Buna karşılık, Almanya’nın sömürge döneminde işlenen suçların “Alman tarihinin tartışmasız bir parçası” olduğu ve bu geçmişle yüzleşme sorumluluğunu taşıdığı da hükümet yanıtında vurgulandı. Kültürel mirasın iadesi ve tarihsel araştırmalar için projelere destek sözü verildi.
Yeşiller’den sert tepki
Yeşiller Partisi’nin deneyimli ismi Claudia Roth, bu tutuma sert tepki göstererek, “Geçmişte işlenen haksızlıkların hatırlanması, sömürgecilikten etkilenen ülkelerle geleceğe dönük ortaklık için temel bir adımdır. Bunun için empatiye ihtiyaç var, hukuki formüllere sığınmaya değil” dedi.
Partili milletvekili Awet Tesfaiesus ise “Bir ülkenin anayasasının merkezine insan onurunu koyup, geçmişteki zulümleri hukuki kılıflarla görünmez kılmak kabul edilemez” ifadelerini kullandı.
Namibya’daki katliam: 20. yüzyılın ilk soykırımı
Almanya, 1884’ten itibaren Afrika, Okyanusya ve Asya’da sömürgeler kurmuştu. En kanlı dönemlerden biri ise bugünkü Namibya’da yaşandı. 1904–1908 yılları arasında Alman birlikleri, Herero halkının yaklaşık %80’ini, Nama toplumunun ise yarısını katletti. Tahminlere göre 100 bin kişi öldürüldü. Bu katliamlar bugün resmi olarak 20. yüzyılın ilk soykırımı kabul ediliyor.

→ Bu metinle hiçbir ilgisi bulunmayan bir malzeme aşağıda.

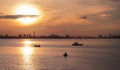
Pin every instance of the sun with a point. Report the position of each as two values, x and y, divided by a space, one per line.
27 10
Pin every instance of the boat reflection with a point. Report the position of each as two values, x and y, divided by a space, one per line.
27 52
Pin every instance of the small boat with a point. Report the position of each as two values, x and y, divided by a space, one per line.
65 54
77 44
36 45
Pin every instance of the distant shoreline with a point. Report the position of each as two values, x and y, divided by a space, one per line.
59 38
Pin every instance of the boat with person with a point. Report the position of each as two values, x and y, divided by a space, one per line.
77 44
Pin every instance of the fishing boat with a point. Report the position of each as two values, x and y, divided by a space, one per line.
36 45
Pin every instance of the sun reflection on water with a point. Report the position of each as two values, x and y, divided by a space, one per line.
27 52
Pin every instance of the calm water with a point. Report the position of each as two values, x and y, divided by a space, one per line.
96 54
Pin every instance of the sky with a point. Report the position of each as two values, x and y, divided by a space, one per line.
73 17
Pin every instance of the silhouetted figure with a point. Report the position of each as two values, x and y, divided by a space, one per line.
84 17
65 54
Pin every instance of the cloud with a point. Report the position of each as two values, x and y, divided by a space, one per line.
17 16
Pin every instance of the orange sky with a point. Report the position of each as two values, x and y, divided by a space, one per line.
74 17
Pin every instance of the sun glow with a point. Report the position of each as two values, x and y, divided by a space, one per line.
27 10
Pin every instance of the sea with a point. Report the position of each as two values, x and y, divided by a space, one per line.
95 54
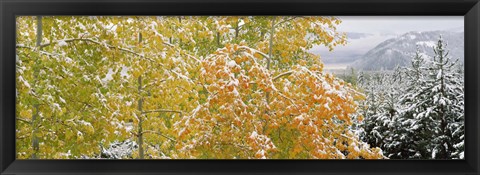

Ancak “soykırım” kavramı ancak 1948’de Birleşmiş Milletler tarafından hukuki tanım kazandığı için Almanya’ya geriye dönük bir tazminat yükümlülüğü doğmadı.
1,1 milyar euroluk anlaşma beklemede
2021’de dönemin hükümeti, Namibya ile 1,1 milyar euroluk bir uzlaşıya varmış, bu miktarın 30 yıl boyunca yeniden imar, kalkınma ve uzlaşı projelerine aktarılması öngörülmüştü. Ancak bu kaynak henüz aktarılmadı; programın kapsamı ve zamanlaması üzerindeki görüşmeler hâlâ sürüyor.